In a split-face comparative study of microneedling with 1–2 ml topical PRP and microneedling with 1–2 ml topical insulin (Human actrapid® insulin 40 IU/ml solution: bio synthetic rDNA human insulin), there was significant and comparable improvements with the two modalities.²² However, easy accessibility, low cost, and non-invasive nature merit the use of TI over PRP.

3.8 Poly lactic acid (level of evidence: 2b)

Filler injections with poly-lactic acid (PLA) have been reported as effective treatments for volumetric deficiency. It acts as a biostimulator to induce collagen production and vascularization of existing collagen. PLA has a high molecular weight of 140 kDa. It also has an irregular crystalline shape, which slows its physiological absorption and therefore needs assisted delivery. Microneedle fractional radiofrequency (MFRF) transmits thermal energy to the dermis without epidermal and dermoepidermal junction damage, with less risk of hyperpigmentation.

In a split face study, poly-lactic acid was applied to the acne scars on one side of the face before MFRF treatment. The other side was treated with MFRF and normal saline. Both acne scar assessment scores and patient satisfaction were better with combination therapy than with monotherapy.²³

3.9 Retinoic acid plus glycolic acid (level of evidence:4)

Retinoic acid (RA) can attenuate acne scars and reduce post-acne hyperpigmentation while the keratolytic activity of glycolic acid (GA) can reduce atrophic acne scars. The synergistic effect of retinaldehyde and GA has been well studied with positive results. In a retrospective assessment of 35 patients using topical RAGA combination on acne scars, significant improvement in acne scars was noticed in majority of the patients .²⁴

4.1 Iontophoresis: estriol and tretinoin (level of evidence: 4)

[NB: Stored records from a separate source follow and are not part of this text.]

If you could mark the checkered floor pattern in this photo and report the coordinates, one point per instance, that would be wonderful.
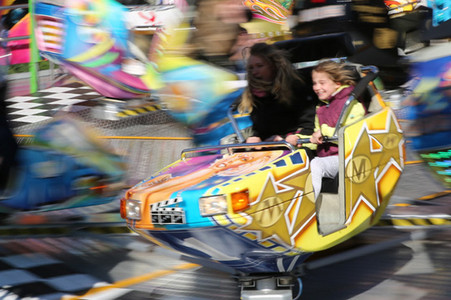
(30, 269)
(44, 104)
(27, 273)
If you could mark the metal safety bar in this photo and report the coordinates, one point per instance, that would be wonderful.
(231, 147)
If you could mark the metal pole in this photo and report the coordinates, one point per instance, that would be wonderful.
(34, 55)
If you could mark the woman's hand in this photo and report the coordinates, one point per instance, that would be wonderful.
(317, 137)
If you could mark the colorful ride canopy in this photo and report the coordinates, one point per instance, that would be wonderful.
(91, 40)
(429, 109)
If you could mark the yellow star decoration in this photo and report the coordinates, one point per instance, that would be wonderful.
(374, 152)
(281, 210)
(392, 141)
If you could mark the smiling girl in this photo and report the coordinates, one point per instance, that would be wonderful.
(333, 84)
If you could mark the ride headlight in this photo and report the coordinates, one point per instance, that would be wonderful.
(132, 209)
(213, 205)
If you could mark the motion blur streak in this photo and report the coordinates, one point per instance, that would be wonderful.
(133, 280)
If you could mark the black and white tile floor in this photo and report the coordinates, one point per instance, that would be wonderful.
(44, 104)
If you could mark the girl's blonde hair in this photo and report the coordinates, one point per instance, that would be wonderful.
(281, 87)
(337, 72)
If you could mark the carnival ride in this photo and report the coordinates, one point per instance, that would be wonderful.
(252, 211)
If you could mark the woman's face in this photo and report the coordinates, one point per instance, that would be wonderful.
(261, 68)
(323, 85)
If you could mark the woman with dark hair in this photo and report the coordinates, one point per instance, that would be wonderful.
(279, 102)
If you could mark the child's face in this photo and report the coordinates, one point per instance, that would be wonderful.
(323, 85)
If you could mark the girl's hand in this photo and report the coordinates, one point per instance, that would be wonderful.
(317, 137)
(253, 139)
(293, 140)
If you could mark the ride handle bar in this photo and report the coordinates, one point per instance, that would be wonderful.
(230, 148)
(325, 139)
(234, 123)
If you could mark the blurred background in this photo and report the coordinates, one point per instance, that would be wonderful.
(94, 100)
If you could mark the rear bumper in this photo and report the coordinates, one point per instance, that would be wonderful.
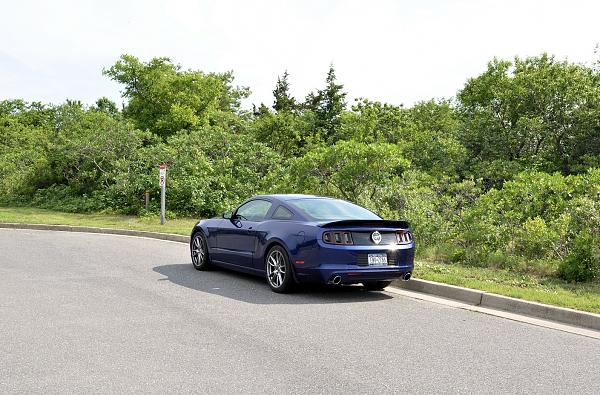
(326, 263)
(351, 275)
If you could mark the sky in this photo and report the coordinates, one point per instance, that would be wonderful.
(399, 52)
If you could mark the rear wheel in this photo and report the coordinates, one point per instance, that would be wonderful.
(376, 285)
(199, 251)
(278, 270)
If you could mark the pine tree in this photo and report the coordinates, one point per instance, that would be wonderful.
(327, 105)
(283, 100)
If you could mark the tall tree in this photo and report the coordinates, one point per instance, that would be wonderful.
(164, 99)
(535, 112)
(283, 100)
(327, 106)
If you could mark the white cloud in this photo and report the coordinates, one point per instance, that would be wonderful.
(392, 51)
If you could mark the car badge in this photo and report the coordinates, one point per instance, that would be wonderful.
(376, 237)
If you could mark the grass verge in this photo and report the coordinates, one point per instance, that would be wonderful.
(552, 291)
(585, 297)
(29, 215)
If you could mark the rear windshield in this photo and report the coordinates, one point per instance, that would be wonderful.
(331, 209)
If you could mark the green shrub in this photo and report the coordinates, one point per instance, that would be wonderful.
(583, 262)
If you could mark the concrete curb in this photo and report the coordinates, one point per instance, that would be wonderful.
(466, 295)
(89, 229)
(504, 303)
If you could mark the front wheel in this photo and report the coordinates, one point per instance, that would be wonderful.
(199, 251)
(376, 285)
(278, 270)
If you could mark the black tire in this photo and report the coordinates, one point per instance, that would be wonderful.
(278, 270)
(376, 285)
(199, 252)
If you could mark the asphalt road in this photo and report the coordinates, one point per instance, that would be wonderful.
(101, 313)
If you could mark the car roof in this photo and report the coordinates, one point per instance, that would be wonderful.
(290, 196)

Estrogens are known to inhibit sebaceous gland function. An increase in vascularization and of acid mucopolysaccharides and hyaluronic acid are responsible for the increase in dermal water content. Also, structural improvement of elastic fibers has been described in women after topical application.

Using iontophoresis, either tretinoin or estriol, can be administered to the scarred skin. In a study by Schmidt et al.,²⁵ improvement of acne scars was observed in 93% of patients treated with 0.025% tretinoin-gel iontophoresis and in 100% of the group treated with estriol (0.3% acid aqueous solution) iontophoresis. Side effects appeared in the tretinoin group and consisted of increased dryness and of retinoid dermatitis.